Number of inferred OTUs vs SVs

blau · November 6, 2017, 4:02pm

Hi,
I have analyzed multiple datasets in qiime1 and dada2, examining the number of inferred features with each method. I understand that dada2 is expected to find less SVs than qiime1’s OTUs, and I can indeed confirm that I observed that in couple of the datasets. However, I cannot say that it is consistent - I found in multiple of my datasets that the number of features inferred by dada2 is actually greater than the OTUs found by qiime1.

I have tried different manipulations of the setting but did not see any meaningful change.
I was wondering what could be the reason for such phenomena? In what sort of dataset would you expect that to happen? Could it be that in more complex datasets there’s an inflation in the number of SVs?

I’m curios to hear your opinion regarding this issue.
Thanks,
Dor

Nicholas_Bokulich · November 7, 2017, 12:53am

Hi @blau,
dada2 typically produces fewer features than OTU clustering, as the error correction and chimera checking steps employed by dada2 will remove spurious features.

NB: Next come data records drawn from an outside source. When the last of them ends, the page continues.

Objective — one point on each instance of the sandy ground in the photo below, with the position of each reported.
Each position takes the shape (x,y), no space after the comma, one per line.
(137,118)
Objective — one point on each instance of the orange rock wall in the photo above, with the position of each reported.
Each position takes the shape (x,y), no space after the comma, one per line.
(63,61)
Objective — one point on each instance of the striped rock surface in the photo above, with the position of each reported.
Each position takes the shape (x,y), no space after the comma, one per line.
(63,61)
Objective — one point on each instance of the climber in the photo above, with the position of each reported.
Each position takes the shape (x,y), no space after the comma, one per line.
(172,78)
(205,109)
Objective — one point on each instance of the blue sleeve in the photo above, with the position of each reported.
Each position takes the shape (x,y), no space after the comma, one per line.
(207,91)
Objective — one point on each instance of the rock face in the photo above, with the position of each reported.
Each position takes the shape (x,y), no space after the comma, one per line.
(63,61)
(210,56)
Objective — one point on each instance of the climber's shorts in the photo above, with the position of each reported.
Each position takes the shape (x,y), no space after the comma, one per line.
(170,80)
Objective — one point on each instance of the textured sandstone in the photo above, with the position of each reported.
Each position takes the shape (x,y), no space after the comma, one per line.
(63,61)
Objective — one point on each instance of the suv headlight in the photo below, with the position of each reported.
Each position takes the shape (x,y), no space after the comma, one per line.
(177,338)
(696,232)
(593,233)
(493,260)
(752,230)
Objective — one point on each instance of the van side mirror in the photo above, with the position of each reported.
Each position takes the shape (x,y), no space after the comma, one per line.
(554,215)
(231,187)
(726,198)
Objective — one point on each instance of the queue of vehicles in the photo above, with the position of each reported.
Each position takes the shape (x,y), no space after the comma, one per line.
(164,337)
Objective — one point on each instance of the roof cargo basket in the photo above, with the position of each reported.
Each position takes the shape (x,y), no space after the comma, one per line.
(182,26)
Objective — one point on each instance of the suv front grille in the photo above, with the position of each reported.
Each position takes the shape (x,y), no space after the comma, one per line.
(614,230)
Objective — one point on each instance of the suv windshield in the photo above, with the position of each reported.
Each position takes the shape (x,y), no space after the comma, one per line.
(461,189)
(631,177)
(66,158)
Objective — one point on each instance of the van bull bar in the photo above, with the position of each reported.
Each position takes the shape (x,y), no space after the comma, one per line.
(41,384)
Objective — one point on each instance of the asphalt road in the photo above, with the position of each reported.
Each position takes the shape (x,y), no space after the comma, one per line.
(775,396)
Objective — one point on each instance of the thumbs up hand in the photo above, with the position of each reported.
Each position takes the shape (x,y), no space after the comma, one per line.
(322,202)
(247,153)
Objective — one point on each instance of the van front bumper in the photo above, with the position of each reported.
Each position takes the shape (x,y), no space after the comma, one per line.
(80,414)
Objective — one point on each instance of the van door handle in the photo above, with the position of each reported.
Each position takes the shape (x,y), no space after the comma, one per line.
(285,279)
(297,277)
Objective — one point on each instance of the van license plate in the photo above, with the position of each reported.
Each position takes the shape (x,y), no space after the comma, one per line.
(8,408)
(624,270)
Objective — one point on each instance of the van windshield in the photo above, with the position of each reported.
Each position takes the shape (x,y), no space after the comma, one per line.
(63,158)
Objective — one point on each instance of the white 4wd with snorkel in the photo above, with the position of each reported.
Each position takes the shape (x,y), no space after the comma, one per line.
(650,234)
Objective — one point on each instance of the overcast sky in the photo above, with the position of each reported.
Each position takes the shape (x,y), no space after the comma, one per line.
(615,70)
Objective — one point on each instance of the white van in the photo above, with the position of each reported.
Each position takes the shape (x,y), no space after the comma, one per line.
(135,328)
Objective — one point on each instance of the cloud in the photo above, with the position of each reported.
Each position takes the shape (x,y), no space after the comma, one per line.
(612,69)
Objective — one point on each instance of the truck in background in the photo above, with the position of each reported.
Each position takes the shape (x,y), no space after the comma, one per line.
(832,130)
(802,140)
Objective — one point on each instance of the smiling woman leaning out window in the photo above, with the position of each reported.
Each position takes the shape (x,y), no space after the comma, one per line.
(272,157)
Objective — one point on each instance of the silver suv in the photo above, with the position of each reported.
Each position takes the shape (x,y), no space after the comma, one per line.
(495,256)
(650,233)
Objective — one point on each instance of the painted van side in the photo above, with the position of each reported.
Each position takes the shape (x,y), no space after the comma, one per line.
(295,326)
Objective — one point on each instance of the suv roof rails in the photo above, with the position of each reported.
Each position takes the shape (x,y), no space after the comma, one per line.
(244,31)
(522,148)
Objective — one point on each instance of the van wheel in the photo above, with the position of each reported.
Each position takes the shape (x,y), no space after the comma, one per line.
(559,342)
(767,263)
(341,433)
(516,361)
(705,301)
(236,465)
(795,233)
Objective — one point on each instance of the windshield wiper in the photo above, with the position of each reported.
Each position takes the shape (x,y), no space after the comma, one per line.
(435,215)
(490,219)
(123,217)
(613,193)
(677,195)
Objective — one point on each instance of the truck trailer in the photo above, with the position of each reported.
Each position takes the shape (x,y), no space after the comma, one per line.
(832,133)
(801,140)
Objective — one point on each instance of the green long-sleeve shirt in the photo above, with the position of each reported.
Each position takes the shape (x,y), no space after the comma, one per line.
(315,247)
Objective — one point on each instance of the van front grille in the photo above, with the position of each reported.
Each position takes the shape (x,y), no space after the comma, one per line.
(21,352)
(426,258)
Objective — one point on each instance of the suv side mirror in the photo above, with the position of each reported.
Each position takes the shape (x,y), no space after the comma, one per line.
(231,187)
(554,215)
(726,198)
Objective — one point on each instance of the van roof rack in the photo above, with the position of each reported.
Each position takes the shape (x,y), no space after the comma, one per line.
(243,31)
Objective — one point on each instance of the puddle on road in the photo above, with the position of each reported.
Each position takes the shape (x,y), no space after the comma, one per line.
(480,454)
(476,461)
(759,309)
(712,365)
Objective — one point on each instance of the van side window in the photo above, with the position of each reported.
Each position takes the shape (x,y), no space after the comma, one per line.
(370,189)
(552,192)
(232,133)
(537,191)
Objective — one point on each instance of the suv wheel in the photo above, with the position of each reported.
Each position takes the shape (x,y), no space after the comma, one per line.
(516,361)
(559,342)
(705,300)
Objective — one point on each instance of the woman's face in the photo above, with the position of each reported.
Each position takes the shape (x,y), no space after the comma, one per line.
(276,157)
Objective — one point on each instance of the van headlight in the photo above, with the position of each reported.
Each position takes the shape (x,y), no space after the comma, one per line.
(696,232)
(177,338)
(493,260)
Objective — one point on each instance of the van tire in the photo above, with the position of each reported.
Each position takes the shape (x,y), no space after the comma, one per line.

However, dada2 is also more sensitive than OTU picking in that it resolves exact sequence variants (100% OTUs) that would be collapsed together into fewer OTUs during OTU clustering at, say, 97% identity. So under some circumstances (e.g., where sequencing error or chimera occurrence are low), it is conceivably possible for OTU clustering to detect fewer unique features that dada2.

Additionally, the number of features detected by QIIME1 also depends on additional quality filtering steps, e.g., the filters applied during split_libraries_fastq.py and if chimera checking is used. So your results may not reflect those reported by others (if they do not apply the same filtering methods)

@gregcaporaso and @benjjneb may have additional thoughts to add.

I hope that helps!

system · December 8, 2017, 6:53am

This topic was automatically closed 31 days after the last reply. New replies are no longer allowed.